I don’t normally seek out women who are smarter than I am, but it makes me happy when they find me. I’ve been on the younger side of May-September relationships before. It was one of the favorite parts of my life. Being on the older side of a May-September relationship can be tragic. Let’s say her name is Holly, for reasons that will become clear later.
Recently out of a divorce, I had no interest in any women anywhere, but Holly found me on a place I can easily be found: the internet. She found me on several social chat programs, but found out we were playing the same video game, Bioshock. Freshly turned thirty and working on her master’s in civil engineering, she was sixteen years my junior, but remarkably lonely.
Learning she had no friends seemed like such a shock to me. She had her sister (sometimes) and her mother (sometimes). To me, she seemed brilliant and vibrant and remarkably funny, how other people didn’t find her seemed so unlikely—unless she was hiding.
One night, we began talking over Skype, and she started to wash her face and take off her jewelry. To get into bed, men take off their pants and fart. Sometimes, they fart, take off their pants, and fart again. Nightly rituals are very different for women. After a few weeks, it became clear that she wanted me to be a part of her nightly ritual. It reminded me of my wife, only without the arguing or the laying of guilt.
I off-handedly mentioned my lifelong struggles to understand “Ulysses” by James Joyce. In two days’ time, I noticed she had a copy on her nightstand where I could see it. Discussing the events in Dublin, its characters, and the character of Joyce’s mind became part of our nightly discussions.
“You look like Audrey Hepburn,” I said one night. She wasn't familiar with Hepburn, so we watched “Breakfast at Tiffany’s” and then read the novella. She did look quite a bit like Hepburn, only with more real estate in the lower regions. I didn’t mention that. Soon, I began to notice that my Holly was reshaping her eyebrows and copying Hepburn’s eyeliner. It would become her defining characteristic.
Watching her brush her teeth and put on her makeup in the morning became part of our routine. I mentioned several times that I found the voyeuristic nature of our relationship uncomfortable; it was becoming evident that she intensely wanted the intimacy of a relationship, the kind of intimacy that only comes with sharing a bathroom.

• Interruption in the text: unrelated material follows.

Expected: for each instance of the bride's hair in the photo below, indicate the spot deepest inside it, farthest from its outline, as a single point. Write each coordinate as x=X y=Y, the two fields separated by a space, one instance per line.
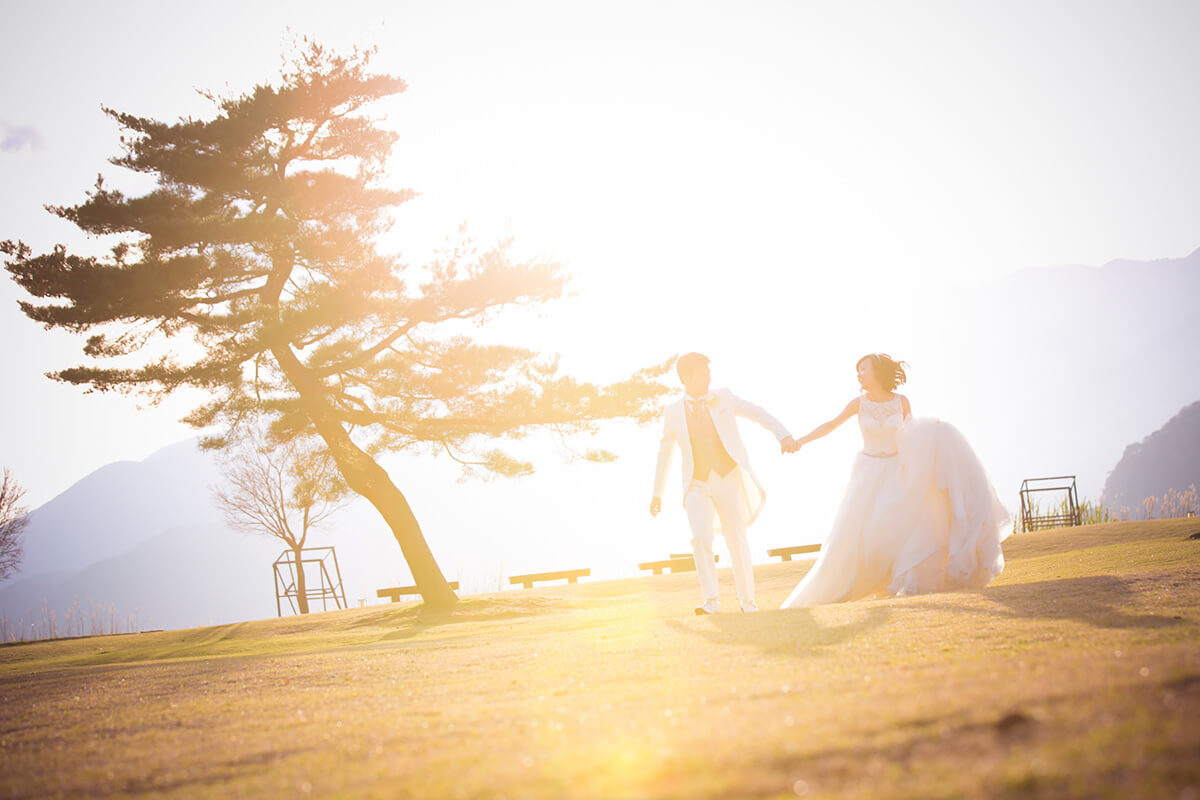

I insisted that what she needed was a brilliant and handsome local boy. Living in one of the larger Northwestern cities, the demographic description of her city was pretty readily available on the internet. From it, we began to calculate the odds of her finding a suitable boyfriend, closer to her age, in her city and the surrounding suburbs.
Arguing over which number we should assign to her potential suitors that might be gay, we eventually reached the number 10,252. “That’s quite a lot,” I said. “You had best get busy.”
Trapped between an imaginary boyfriend and a father figure, I sought to find out more about her actual father. A successful physician two states away, I learned that he abandoned the mother and the sisters when they were fairly young. He provided them with regular support checks, but no emotional contact.
My role in all this was becoming clear. I began regularly and firmly asserting that we could talk, but I could not be her boyfriend, even though we’d met and had dinner.
An Ashkenazi Jew, I pointed out that there was a large Jewish population where she lived that might be the source of friends and potential boyfriends. Judaism reminded her of her father. She rejected the idea outright.
We watched “Brighton Beach Memoirs” and both versions of “The Jazz Singer” to try and help her digest her Jewishness. It was at this point that we began discussing her advanced ADHD and my own.
A boy, two years older than her, was attracted to her. Living in another country, she began to reciprocate. Agreeing to meet him in his country, she learned he was still living in the same bedroom in his mother’s house that he had when he was twelve, he had no driver’s license, and had never had a job. She called me for help getting home again.
Deciding that I had cost him his first and only ever girlfriend, the boy began spreading rumors that she was seventeen and I was forty, labeling me a pedophile. I pointed out that if she was seventeen for me, she was seventeen for him too, but logic wasn’t something he was good at. I would learn that most people on the internet hated him when he began trying to ruin my reputation. Meanwhile, she was turning thirty-one and dropping out of her engineering classes.
“We can’t continue to talk if you’re not going to try with your life.” I insisted. When her father found out she’d dropped out of school, he threatened to cut off the support checks if she didn’t get a job.
Obviously unable to find work as an engineer, she took a job at the grocery store where she bought ramen noodles and occasionally things that were actually edible. There she met a boy with high-functioning autism who matched her low-functioning ADHD. Worried she’d break my heart, she said she’d found someone. I told her I was very glad. If it didn’t work out, there would still be 10,251 potential boyfriends for her.